Good Morning

I’m posting this one because it is funny. Not sure how true it is because I hate politics of any kind. How angry the party that is not in the White House gets during the term is hilarious. Both parties do the exact same thing.

Whether they want to admit it or not.

IT Jokes via Slashdot

I found these on Slashdot this afternoon. I’m pasting some in here but there are a bunch more in the comment section of this link.

by Quirkz ( 1206400 ) <ross&quirkz,com> on Monday December 18, 2017 @01:33PM (#55762319Homepage

Back in the day I ran across a site that had a huge list of purportedly real-life IT stories, like the cup holder, the floppy magnet, the foot-pedal mouse, and others. For whatever crazy reason the host had titled it with some non-intuitive word (spam, I think?) that the host insisted was valid usage, but makes it probably un-searchable these days.

So, here’s a few of my favorite real-life IT moments.

Them: It’s not working.
Me: Is it plugged in?
Them: Yes.
I walk over, check the power cord, and it’s unplugged.
Them: Oooh, I didn’t check that end of the cord.

Them: I can’t play this DVD.
Me: Um, you only have a CD drive.

The user’s password is on a post-it on their monitor. It was their initials and their date of birth. I still don’t know why they needed the reminder.

Email from customer: Help
Me, in email: How can I help?
Them, in second email: I can’t send email.
Me: It looks like you just did.

Them: Can you give me a copy of my predecessor’s files?
Me: Sure. There’s a lot, though. Which ones do you need?
Them: You do it. It’s too unsecure for me to tell you which ones.
Me: I’m just worried about file space. You can have any or all of them if you want.
Them: That doesn’t sound very safe. You tell me.
Me: I can’t really tell you what files you need.

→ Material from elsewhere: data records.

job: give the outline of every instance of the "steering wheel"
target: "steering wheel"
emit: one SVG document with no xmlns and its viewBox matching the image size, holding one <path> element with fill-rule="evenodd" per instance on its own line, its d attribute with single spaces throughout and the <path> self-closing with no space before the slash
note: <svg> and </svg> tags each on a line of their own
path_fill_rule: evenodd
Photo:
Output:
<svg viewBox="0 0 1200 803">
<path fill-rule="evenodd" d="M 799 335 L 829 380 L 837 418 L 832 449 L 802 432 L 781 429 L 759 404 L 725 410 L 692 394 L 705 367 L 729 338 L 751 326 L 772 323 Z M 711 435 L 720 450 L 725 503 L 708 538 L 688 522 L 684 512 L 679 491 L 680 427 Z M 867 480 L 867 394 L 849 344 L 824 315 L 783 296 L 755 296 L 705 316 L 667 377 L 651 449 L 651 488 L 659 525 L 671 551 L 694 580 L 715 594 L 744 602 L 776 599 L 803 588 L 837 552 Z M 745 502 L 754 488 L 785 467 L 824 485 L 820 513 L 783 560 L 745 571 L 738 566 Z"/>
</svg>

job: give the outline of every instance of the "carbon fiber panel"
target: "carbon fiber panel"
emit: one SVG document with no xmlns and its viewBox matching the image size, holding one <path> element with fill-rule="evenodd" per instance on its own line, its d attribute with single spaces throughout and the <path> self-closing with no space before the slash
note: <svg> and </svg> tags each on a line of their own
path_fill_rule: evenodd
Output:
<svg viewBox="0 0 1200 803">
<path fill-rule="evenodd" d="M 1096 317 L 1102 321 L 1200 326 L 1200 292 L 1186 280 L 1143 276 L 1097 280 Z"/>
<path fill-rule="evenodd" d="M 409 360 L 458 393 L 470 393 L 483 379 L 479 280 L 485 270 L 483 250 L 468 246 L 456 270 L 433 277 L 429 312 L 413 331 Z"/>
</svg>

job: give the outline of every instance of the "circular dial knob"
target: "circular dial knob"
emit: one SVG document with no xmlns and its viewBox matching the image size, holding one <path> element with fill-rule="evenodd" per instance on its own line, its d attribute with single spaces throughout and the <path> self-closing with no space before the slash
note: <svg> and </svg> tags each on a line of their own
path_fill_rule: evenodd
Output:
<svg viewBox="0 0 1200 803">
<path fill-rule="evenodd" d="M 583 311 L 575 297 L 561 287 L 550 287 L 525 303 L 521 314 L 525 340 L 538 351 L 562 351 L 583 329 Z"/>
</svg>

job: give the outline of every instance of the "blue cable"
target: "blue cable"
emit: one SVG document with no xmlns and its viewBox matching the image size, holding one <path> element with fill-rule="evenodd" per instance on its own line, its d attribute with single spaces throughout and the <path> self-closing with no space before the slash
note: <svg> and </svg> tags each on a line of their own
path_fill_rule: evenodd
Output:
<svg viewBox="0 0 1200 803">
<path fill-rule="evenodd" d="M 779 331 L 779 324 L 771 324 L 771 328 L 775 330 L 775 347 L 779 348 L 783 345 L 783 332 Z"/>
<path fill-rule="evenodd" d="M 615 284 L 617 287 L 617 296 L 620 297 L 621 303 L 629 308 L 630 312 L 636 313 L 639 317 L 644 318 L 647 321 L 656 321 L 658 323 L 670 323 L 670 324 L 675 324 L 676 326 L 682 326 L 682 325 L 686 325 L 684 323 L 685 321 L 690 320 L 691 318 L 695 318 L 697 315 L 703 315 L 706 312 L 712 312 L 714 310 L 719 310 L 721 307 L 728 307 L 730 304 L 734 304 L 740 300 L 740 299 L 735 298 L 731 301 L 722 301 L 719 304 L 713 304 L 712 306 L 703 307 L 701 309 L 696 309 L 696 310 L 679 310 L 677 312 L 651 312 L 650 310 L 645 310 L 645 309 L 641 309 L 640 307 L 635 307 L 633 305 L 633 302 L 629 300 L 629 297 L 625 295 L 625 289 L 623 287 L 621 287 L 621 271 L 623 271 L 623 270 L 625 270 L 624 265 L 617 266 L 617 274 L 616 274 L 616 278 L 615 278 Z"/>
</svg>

Them: My mouse is jumping around.
Me: Oh, it’s just got a little dirt inside. It’s easy to clean.
Them: Can’t you just buy me a new one instead?

Director: I got a new computer. Can you drive out to my house to set up email for me?
Me: Okay.
I drive out and find the new computer is a laptop.

Me, on phone with ISP: We can’t receive email.
ISP: We’ll look into it and get back to you.
Me, four hours later: Can I get an update?
ISP: We found the problem and emailed you a fix hours ago.

Them: I’m trying to use Greg’s computer but it won’t come on.
I troubleshoot and discover user is pressing the monitor button.
Me: Look for the box, and press that button instead.
Them: Box? I don’t see one. Greg took his laptop with him. Does that mean I can’t use it?

Me: do you have a desktop or a laptop?
Him: I’ve got both.
Me: which are we using?
Him: well, it’s a desktop right now.
Me: Huh? Desktop right now?
Him: Sometimes it’s a laptop but right now it’s a desktop.
Me: You mean your laptop is plugged into a dock?
Him: yeah.
Me: Okay, that still counts as a laptop.

Them: The printer is working, but it’s not printing
Me: what does working but not printing mean?
Them: Well, I don’t know, but it’s …. it’s … it’s not printing, but it’s working?
Me: Well, in what ways is it working if it’s not printing?
Them: I don’t know. Can’t you just come over here and fix it?
I come over. The printer is not plugged in.

Them: My computer won’t play sound.
I adjust the volume slider. The computer beeps.
Them: Well, I thought it was the sound, but, it won’t play this voice mail.
I double-click the file, and it runs for one second and ends.
Me: I think it’s just a hang-up.
Them: Oh, nevermind then.

Her: I’m trying to opposite-click X, but it’s not working.
Me: Uh, most people call it right click.
Her: Yeah, but it’s the opposite button, so I call it opposite click.
Me: You know, if you use a term that nobody else understands, they probably won’t understand you.
Her: So anyway, I’m trying to opposite-click this file, and …

Him: I’m getting spam from myself! Help!
Me: Addresses can be faked.
Him: Ah.

Her: I used to be able to use my work computer at home, but the wireless stopped working.
Me: Hm, it seems to work here in the office.
Her: Yeah, it’s fine here, just not at home. It use to work but now it wants a password.
Me: Uh, let’s back up. Do you have wireless installed at home?
Her: No. I just grab something from the list of wireless networks. But now they have passwords.